Our Lost Appreciation of the Communitarian Ethos

In the last post, I gave a historical overview of America’s path from the self-centered sentiment of the Gilded Age to the egalitarian and socio-centric sentiment and activism of the Progressive Era all the way to the 1970s and then the slide to a “me-first” attitude under the wave of individualism that has prevailed in the last 40 years.

Striking the right balance between the interests of the individual and those of the community has always been one of the greatest challenges of human societies.  Individualism ensures basic personal freedoms that enable each person to pursue self-actualization and preserve self-dignity.  Dedication to a communitarian ideal ensures the preservation of the social norms and institutions that enable individuals to thrive within a system of shared values, reciprocity and pooled resources.  It is ultimately about the balance between rights and responsibilities.

When the French diplomat Alexis Tocqueville traveled through America in the first half of the 19th century, he noticed that Americans exercised rugged and resourceful individualism that, at the same time, was mindful of what was good for their communities.  He called that ethos “individualism rightly understood.”  After the excesses of the Gilded Age had shuttered this compact, the Progressive Teddy Roosevelt proclaimed “We grudge no man a fortune in civil life if it is honorably obtained and well used.”  But “We should permit it to be gained only so long as the gaining represents benefit to the community.”

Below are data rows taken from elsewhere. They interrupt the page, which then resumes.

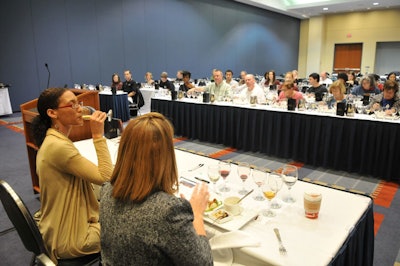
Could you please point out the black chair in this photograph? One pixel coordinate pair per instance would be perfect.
(29, 232)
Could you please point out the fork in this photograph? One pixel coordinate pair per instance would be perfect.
(282, 249)
(196, 167)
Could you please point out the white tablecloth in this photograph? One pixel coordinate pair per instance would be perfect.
(5, 104)
(308, 242)
(147, 93)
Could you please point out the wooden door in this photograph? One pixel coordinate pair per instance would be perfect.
(347, 57)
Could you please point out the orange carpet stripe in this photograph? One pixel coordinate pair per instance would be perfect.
(179, 139)
(378, 219)
(16, 129)
(221, 153)
(385, 194)
(297, 164)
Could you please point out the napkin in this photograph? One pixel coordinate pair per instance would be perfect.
(233, 239)
(222, 244)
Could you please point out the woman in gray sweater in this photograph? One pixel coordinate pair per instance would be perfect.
(142, 222)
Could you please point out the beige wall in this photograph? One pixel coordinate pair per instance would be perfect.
(363, 27)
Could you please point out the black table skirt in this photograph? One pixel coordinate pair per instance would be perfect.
(118, 103)
(358, 146)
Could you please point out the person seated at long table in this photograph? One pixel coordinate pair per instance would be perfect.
(288, 92)
(366, 87)
(68, 216)
(388, 100)
(187, 85)
(316, 88)
(252, 89)
(142, 221)
(338, 90)
(135, 97)
(219, 88)
(165, 83)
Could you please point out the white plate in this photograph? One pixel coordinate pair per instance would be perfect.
(237, 222)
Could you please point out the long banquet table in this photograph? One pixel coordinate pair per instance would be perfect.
(342, 235)
(359, 144)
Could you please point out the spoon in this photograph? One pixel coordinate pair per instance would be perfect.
(197, 167)
(248, 193)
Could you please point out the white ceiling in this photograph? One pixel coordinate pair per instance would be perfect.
(310, 8)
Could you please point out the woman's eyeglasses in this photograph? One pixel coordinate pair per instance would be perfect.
(74, 106)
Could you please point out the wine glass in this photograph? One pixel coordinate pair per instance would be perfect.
(290, 176)
(224, 171)
(213, 175)
(259, 178)
(269, 189)
(243, 172)
(279, 181)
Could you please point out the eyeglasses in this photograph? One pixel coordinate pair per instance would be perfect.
(74, 106)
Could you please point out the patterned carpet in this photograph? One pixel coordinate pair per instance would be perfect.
(385, 194)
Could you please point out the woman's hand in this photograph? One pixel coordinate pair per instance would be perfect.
(97, 124)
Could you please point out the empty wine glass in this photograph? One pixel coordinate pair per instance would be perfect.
(224, 171)
(213, 175)
(243, 172)
(269, 189)
(279, 181)
(259, 178)
(289, 176)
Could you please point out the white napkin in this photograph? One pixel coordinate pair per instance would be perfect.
(233, 239)
(222, 244)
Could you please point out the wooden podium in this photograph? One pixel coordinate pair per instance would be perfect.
(29, 111)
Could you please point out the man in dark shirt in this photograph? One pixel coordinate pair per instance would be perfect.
(316, 88)
(132, 88)
(165, 83)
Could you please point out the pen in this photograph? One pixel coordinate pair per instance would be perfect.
(201, 179)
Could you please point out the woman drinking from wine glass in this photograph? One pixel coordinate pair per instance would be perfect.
(288, 92)
(338, 90)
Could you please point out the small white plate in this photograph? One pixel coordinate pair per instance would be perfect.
(237, 221)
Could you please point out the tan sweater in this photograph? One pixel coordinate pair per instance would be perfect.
(69, 220)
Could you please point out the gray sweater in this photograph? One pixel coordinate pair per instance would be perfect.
(157, 231)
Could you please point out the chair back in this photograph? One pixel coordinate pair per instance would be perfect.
(21, 219)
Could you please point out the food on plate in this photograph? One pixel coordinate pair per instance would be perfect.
(86, 117)
(213, 204)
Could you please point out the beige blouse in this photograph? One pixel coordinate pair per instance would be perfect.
(69, 220)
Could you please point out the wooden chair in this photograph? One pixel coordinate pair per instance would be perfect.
(29, 232)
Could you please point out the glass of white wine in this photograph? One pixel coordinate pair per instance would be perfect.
(213, 175)
(270, 188)
(259, 178)
(244, 172)
(289, 176)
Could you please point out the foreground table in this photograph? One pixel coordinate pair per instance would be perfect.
(342, 235)
(5, 104)
(361, 145)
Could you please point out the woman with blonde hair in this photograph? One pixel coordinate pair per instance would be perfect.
(143, 222)
(338, 90)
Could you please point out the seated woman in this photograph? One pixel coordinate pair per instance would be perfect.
(338, 91)
(142, 221)
(149, 78)
(288, 92)
(388, 100)
(366, 87)
(269, 81)
(68, 217)
(116, 83)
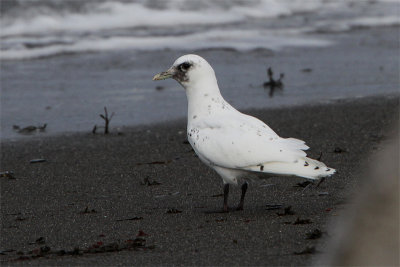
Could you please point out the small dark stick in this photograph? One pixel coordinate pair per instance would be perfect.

Today, we are hardly entitled to argue that we live up to Tocqueville’s description of Americans or Teddy Roosevelt’s admonition.  The living example of our failure to understand individualism the right way is the reckless refusal of large segments of Americans to take precautions (like wearing masks and socially distancing themselves) in the midst of a pandemic that rages uncontrollably because, to a great extent, of this attitude.  And we fail to see that the inordinate accumulation of wealth persists while millions of Americans go by with high rates of morbidity, subpar health insurance and care, uneven educational attainment, unfulfilling jobs, and the scourges of homelessness, drugs, opioids, and suicides.  

So how did we arrive at this disconnect between the interests of the individual and the interests of the community.  I would point my finger to a two-faced suspect.  The exultation of individual achievement along with a gradually diminishing awareness about the importance of the community and society at large.

Common-knowledge examples will suffice to make the point of our society’s excessive attribution of success to individual achievement instead of to collective effort.  CEOs are upheld as singularly responsible for their corporation’s success as if all others do not matter.  And yet, we often observe that corporate success and CEO compensation (a metric of their value) do not coincide.  Famous actors and actresses are lavished super-generous contracts as if all that matters is their performance and not that of the ensemble.  Individual players in soccer, football, baseball, basketball are remunerated at stratospheric salaries without necessarily leading their teams to championships.  All these examples are indicative of a cultural attitude that awards a premium to individual effort and performance but ignores the collective body.  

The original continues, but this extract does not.